Lubberstedt is a native of Germany where he grew up on a horticultural farm in Hamburg. He received his doctorate in biology in 1993 at the University of Munich. He previously worked as a senior scientist with the Department of Genetics and Biotechnology at the Danish Institute of Agricultural Sciences in Slagelse, Denmark.

The Kenneth J. Frey Endowed Chair in Agronomy was established to expand the plant breeding program by developing new traits in crops for the emerging bioeconomy.

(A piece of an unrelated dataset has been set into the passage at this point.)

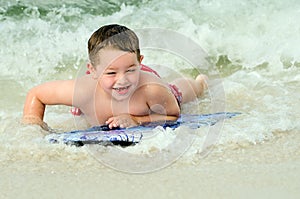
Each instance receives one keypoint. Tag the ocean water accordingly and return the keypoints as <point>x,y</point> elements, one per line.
<point>252,51</point>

The chair is named in honor of Frey, an emeritus Charles F. Curtiss Distinguished Professor of Agriculture who served on the agronomy faculty from 1953 to 1993. The endowed position was made possible by the Agronomy Endowment, which was established in 1999 by an anonymous benefactor to be used to strengthen the Department of Agronomy’s position as a world leader in research, education and extension.